Man, I've been in a truly nasty funk since the last post. Yes, a funk for a solid week. Everything got turned on its head: I'd get up and try to work on the painting of Khnum for a few hours, only to be wishing to be anywhere but standing in front of this *^@!*%^ painting that isn't cooperating. By six p.m., I'd be dozing off in front of the TV, only to be raring to go back to the studio at two a.m. or three. I kept arguing with...Khnum? Myself? The Keebler Elf? that wouldn't accomplish much since there isn't any power down there at the moment and I absolutely refused to try painting by lantern light. Then, the insistent feeling to get myself to the studio would stay until I was just too exhausted to do anything else collapse in bed so I could oversleep and start all over again the next day. I did try to write about what was going on but the little bit that made into pixel form sounded like so much shiny, patent bullshit - which didn't help things any. I just could not figure out what the heck was going on. (Yeah, I know...I never said I was brilliant.)

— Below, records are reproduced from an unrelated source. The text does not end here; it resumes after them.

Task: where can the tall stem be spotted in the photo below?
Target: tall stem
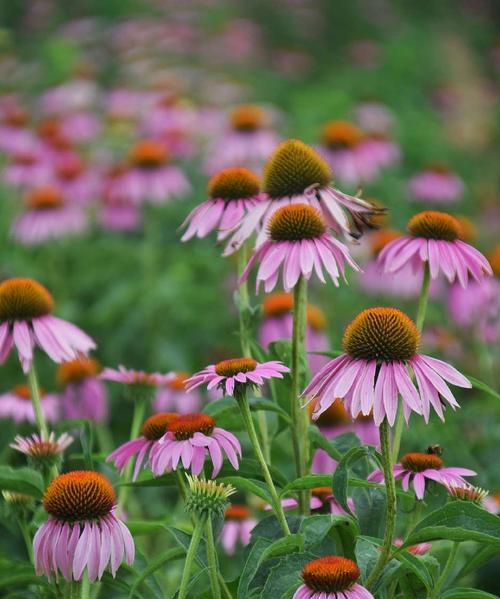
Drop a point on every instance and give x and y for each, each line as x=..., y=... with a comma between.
x=276, y=503
x=190, y=557
x=243, y=312
x=421, y=312
x=140, y=401
x=446, y=571
x=390, y=504
x=213, y=567
x=300, y=416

Yes, people, I was getting really cranky. Today, I decided to get away from the whole sorry mess. My mom came by and we ended up leaving the state (that sounds sort of impressive until you realize the Kentucky state line is only about twenty or so minutes away.) I got to walk a little bit along the creek in the Franklin city park. The water was still way up but the thunderstorms over the weekend washed all kinds of mussel shells on shore - there were almost as many of them as rocks. I picked up a few, as well as a small bone I found. It looks like part of an animal skull. I started feeling almost normal after that. I really felt normal when we got back to Portland and discovered the library had a ton of sci-fi books for a quarter each. I walked away with Heinlein, McCaffrey and I don't remember what else.

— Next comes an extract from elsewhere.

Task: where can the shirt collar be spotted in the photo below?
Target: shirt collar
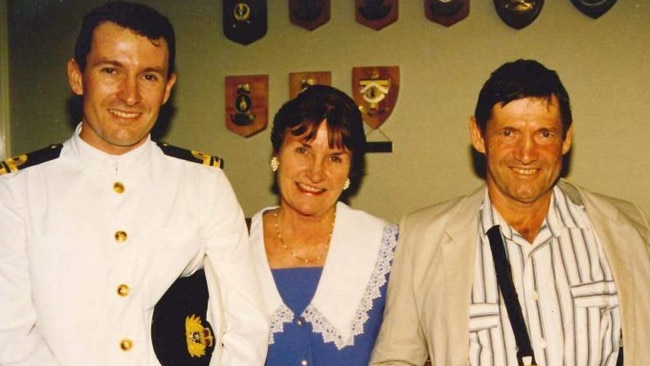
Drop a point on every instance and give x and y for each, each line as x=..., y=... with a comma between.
x=115, y=165
x=562, y=214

Anyway, the bad thing about all this funk is most of it could have been avoided if I only listened and actually gone to the studio. I went down there tonight to feed Toby (who knew he'd become a studio/cemetery cat? That's my boy.) I lit a candle so I could see his bowl and turned around to see the shelf along the wall in the back of the studio. There it was - the answer why the painting wasn't working.

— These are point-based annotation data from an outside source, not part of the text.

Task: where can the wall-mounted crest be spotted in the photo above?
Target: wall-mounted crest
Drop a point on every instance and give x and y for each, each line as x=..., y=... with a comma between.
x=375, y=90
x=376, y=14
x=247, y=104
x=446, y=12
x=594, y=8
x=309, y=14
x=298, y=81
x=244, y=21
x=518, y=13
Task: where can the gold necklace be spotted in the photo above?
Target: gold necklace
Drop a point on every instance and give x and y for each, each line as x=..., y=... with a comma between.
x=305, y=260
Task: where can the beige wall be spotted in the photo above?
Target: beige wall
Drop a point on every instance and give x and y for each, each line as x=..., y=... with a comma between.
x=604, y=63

All this week, I'd been trying to make this painting exactly what it shouldn't be: a bright, shiny Ode to All Things Sacred and Boring. "Behold! Bright and Shiny Lord Khnum is forming another worthy soul on his wheel! See? It's sacred! It's bright! It's colorful!" It's sickening.
Standing there, watching the shadows flicker around the shelf, I realized this painting needs to be much, much darker. The stories say Khnum created himself before forming an egg that hatched the sun and earth. He then went on to form all other life. That's where this painting wants to go: Khnum, alone in the dark (except for a fire somewhere out of the frame), sitting at his potting wheel. Behind him, a suggestion of shelves lined with greenware - the egg, the gods, humans, etc. - waiting to be dry enough to go into the kiln.
Yeah, I like that...and it only took a week of misery for me to figure it out.